The health effects of climate change on an aging population are not well understood. Maximizing healthy aging to improve quality of life at older ages is a pressing public health priority as the proportion of adults over 65 increases, from 9% in 2020 to an expected 16% in 2050 (United Nations Department of Economic and Social Affairs 2019). Ambient environmental exposures and extreme weather events pose health risks that can be addressed by population-level interventions (World Health Organization (WHO) 2017). In the context of climate change, extreme weather conditions and events are becoming more frequent, more severe, and less predictable; all are linked to adverse health outcomes like heart disease, respiratory conditions, and premature mortality (Åström et al. 2011; Gamble et al. 2013). Older adults are less resilient to climate change because they are more likely than younger populations to have impaired physical function, comorbidities, compromised immune systems, and to be more socially isolated (Gamble et al. 2013). This is why we have chosen to underline the need to study the effects of climate change on older adults.
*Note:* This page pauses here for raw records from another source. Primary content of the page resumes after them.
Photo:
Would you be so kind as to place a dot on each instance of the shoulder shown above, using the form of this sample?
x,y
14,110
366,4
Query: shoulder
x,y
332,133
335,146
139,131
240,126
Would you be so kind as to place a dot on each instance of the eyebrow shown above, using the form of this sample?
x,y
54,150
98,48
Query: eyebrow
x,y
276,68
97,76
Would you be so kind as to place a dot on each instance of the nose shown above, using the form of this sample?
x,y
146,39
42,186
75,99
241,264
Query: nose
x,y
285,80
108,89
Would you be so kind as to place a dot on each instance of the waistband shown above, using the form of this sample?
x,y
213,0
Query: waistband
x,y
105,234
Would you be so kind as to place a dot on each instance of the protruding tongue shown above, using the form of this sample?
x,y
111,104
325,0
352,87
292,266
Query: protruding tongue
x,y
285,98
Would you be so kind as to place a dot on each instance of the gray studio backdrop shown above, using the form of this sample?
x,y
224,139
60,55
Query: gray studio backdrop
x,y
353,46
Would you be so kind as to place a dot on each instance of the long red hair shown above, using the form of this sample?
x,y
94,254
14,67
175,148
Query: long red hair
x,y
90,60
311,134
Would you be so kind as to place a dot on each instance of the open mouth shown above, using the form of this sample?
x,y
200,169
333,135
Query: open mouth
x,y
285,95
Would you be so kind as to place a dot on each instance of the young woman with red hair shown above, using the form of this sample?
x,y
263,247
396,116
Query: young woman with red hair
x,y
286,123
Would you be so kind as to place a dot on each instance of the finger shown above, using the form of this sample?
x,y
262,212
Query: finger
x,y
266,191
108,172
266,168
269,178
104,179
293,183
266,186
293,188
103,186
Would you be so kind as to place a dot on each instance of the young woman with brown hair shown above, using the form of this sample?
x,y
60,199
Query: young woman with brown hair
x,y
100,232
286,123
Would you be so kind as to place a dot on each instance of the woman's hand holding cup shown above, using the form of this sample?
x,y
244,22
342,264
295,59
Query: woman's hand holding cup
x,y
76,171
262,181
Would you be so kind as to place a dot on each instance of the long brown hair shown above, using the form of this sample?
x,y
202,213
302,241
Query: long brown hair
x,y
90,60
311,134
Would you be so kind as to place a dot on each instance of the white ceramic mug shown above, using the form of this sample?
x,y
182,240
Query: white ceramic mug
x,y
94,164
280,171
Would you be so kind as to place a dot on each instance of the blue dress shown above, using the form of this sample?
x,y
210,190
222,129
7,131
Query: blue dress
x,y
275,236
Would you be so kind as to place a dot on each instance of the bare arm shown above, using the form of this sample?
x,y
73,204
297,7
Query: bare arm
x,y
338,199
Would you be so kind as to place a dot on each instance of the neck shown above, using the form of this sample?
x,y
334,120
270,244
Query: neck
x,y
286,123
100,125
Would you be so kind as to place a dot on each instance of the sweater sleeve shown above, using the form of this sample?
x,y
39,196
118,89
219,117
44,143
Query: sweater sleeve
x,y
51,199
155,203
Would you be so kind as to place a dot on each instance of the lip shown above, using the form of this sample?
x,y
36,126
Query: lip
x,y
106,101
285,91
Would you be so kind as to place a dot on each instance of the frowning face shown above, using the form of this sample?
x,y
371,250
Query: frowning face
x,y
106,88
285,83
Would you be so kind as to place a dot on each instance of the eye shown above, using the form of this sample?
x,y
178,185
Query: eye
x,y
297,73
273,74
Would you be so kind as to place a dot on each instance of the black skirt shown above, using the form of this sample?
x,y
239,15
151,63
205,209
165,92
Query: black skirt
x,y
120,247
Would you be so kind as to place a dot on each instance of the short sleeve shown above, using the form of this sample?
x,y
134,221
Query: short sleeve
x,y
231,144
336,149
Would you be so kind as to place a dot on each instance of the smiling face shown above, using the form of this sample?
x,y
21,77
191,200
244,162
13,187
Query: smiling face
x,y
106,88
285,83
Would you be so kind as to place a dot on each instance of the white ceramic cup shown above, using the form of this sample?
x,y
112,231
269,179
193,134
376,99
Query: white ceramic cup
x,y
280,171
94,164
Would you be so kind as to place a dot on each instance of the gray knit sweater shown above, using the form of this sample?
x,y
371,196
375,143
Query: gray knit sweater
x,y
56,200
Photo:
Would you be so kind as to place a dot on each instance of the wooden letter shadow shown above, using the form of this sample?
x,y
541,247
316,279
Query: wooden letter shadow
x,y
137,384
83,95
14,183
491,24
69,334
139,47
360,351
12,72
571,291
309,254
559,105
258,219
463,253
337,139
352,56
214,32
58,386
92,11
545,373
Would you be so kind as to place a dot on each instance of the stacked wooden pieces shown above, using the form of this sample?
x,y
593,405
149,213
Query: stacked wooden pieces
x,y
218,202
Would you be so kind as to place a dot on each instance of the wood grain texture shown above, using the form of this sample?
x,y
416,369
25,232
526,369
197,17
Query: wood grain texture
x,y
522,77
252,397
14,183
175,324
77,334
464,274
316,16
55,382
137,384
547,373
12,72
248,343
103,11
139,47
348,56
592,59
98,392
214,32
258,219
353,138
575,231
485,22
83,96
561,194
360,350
Specifically, we encourage conducting epidemiologic studies on the impact of climate change in low- and middle-income countries (LMIC) and targeting research questions to inform public health decisions.

Previous epidemiologic studies on climate change and aging-related health were predominantly conducted in high-income regions with temperate climates and accessible weather and health data (Ostro et al. 2018). These have evaluated and informed policies aiming to decrease the health burden imposed by climate change. For example, in 2009–2010, New York City prevented 8 heat-related illnesses per 10 days in a population of Medicare beneficiaries over 65 years old by changing its heat emergency plan in 2008 to meet thresholds suggested by local epidemiologic studies (Benmarhnia et al. 2019). But findings from research in high-income regions may not be generalizable to the aging populations in LMIC. Research like this is less common in LMIC, where the fertility patterns, increased migration, and longer life expectancy are also increasing the proportion of older adults (United Nations Department of Economic and Social Affairs 2019); the population of the elderly is expected to rise from 8 to 14% by 2050 (United Nations Department of Economic and Social Affairs 2019). Although LMIC are the smallest per capita contributors of greenhouse gases, they are heavily burdened by the effects of climate change. Because many LMIC lack robust infrastructure to mitigate the effects of extreme weather conditions and events, they are highly vulnerable to climate change and the effect of these changes is exacerbated by health and socioeconomic disparities (Eckstein et al. 2019). To address these problems and maximize benefits in target LMIC populations, we need to develop location- and population-specific interventions, e.g., identifying local thresholds for early warning systems.

In LMIC, limited data makes studying climate-related health effects among older adults challenging. Many LMIC do not have many weather monitoring stations available to collect data for analysis. To overcome these limitations, we recommend deploying emerging technologies (e.g., satellite data) to estimate exposures in under-monitored areas (Pinder et al. 2019). Researchers can use global remote sensing data from satellites and publicly available platforms to monitor environmental exposures and examine exposures at a fine scale (Ostro et al. 2018). They could then overcome the limitations of sparse ground-station data and limited routine health records, and link these exposure estimates to health surveys (e.g., Demographic Health Surveys) to study the effects of environmental exposures on health among older adults (Green et al. 2018).

By carefully targeting research questions using thoughtful exposure classifications, absolute measures of association, and by identifying disproportionately vulnerable subgroups, researchers can more readily translate public health research to policy. Exposure measurements should be categorized using region-specific thresholds to inform when advisory warning system are activated. For example, heat warning systems can be triggered when local temperatures exceed a threshold estimated to harm the health of older people. Because environmental conditions and extreme weather events are potentially modifiable risk factors, we encourage researchers to design studies that measure associations on an absolute scale with additive models or convert relative measures to their absolute equivalents (Knol et al. 2011). Evidence suggests absolute measures (e.g., risk difference) are more appropriate than relative measures (e.g., risk ratio) for defining criteria for activating early warning systems for heat waves (McElroy et al. 2020). In order to gain the greatest population health benefit, researchers should prioritize studies that will help them estimate the number of cases attributable to a specific event. Finally, analyses to identify vulnerable subpopulations (e.g., stratification) and assess spatial heterogeneity are crucial to guide public health agencies on delegating scarce resources.

Expanding public health research on climate change and aging-related health outcomes can directly benefit older adults and indirectly the whole population. We recommend a greater emphasis on studies in LMIC and targeted epidemiologic research studies with findings that can be applied in policy settings. In combination, these approaches will help identify health disparities and inform public health policy designed to improve population health in a changing climate.